—¿Por qué…? ¿Por qué iba yo a actuar contra el vicepresidente? —resolló el herido—. ¡Es mi jefe!
—¿Sí…? No lo es, ¿a que no? En realidad, no lo es. Conocemos cuál es su verdadera filiación política, señor Forrester. —El interpelado puso unos ojos como platos al oír semejante acusación. Jason se inclinó hacia delante y le dijo al oído—: Diga lo que diga su carné, usted no trabaja para el vicepresidente, lo sabemos. Sus ambiciones son abrirse camino hasta otra oficina muy diferente. Una de paredes ovaladas.
Mitch no podía negarlo. Le habían pillado.

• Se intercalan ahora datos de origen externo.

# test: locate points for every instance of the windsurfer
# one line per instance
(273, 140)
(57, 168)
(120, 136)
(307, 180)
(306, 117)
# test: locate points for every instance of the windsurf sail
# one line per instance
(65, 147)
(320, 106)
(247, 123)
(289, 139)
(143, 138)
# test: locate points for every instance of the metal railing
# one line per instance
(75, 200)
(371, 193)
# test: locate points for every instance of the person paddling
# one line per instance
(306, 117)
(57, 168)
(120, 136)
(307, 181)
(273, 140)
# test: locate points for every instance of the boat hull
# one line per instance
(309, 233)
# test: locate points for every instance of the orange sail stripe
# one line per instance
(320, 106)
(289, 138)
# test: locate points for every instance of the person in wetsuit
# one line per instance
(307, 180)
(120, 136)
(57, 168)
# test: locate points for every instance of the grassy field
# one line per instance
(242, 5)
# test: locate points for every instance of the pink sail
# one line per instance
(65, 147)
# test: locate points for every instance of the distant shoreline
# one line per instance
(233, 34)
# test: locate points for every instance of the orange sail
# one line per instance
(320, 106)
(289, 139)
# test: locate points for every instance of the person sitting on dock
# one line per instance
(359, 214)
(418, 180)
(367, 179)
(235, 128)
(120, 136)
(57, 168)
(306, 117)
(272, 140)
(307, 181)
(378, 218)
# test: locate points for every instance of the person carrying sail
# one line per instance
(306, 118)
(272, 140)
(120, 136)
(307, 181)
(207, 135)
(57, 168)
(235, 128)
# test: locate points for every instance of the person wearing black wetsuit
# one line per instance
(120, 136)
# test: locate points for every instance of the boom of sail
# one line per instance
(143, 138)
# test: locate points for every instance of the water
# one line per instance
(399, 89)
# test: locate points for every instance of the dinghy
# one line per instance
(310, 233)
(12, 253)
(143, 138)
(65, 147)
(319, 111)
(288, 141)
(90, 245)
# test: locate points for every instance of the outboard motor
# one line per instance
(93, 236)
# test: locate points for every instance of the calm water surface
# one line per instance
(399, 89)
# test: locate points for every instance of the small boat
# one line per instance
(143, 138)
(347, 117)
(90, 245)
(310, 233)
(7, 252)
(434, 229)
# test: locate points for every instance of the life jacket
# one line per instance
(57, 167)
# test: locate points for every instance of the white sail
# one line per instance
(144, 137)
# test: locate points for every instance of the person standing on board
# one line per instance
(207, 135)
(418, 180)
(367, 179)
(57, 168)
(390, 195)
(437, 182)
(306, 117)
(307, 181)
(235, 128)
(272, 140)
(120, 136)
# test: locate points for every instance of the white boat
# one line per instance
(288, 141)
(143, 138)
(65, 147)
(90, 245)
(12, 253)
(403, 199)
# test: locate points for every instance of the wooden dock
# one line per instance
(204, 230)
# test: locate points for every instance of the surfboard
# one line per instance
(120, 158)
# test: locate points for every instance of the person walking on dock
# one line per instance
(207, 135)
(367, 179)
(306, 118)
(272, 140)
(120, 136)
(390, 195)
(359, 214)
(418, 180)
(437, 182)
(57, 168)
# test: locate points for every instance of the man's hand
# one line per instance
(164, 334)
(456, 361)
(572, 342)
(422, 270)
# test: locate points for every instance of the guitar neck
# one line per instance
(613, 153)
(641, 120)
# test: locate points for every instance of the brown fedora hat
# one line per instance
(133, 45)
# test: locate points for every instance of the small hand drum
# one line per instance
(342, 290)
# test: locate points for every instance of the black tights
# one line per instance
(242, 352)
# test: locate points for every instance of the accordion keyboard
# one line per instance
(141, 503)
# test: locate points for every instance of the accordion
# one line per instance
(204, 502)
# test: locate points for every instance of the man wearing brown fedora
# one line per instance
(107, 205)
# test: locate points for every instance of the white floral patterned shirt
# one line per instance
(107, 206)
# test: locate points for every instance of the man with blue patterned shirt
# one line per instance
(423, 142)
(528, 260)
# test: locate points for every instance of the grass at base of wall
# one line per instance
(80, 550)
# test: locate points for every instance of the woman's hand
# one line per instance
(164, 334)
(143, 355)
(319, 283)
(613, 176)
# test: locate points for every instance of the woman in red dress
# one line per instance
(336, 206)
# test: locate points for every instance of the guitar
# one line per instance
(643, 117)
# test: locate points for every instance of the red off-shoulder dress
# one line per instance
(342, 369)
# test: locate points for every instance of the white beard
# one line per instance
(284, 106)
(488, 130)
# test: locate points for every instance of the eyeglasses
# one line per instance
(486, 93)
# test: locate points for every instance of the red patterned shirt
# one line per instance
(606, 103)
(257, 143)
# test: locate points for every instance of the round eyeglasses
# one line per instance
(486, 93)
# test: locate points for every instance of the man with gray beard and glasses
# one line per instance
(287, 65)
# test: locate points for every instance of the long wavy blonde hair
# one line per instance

Su desdén hacia el vicepresidente debía de haber sido demasiado transparente y al final alguien había acabado por sospechar la verdad, que desde hacía tres meses estaba trabajando para asegurarse un nombramiento en la plantilla presidencial.
—De algún modo comprendió cuáles eran las intenciones del vicepresidente y filtró los detalles a sus enemigos políticos —continuó Jason.
El daño abrasador hizo que Mitch pensara a toda prisa. Había soltado mentiras y negativas cada vez que tenía ocasión, pero aquel hombre parecía saber la verdad ya. Y le había clavado un cuchillo en la espalda.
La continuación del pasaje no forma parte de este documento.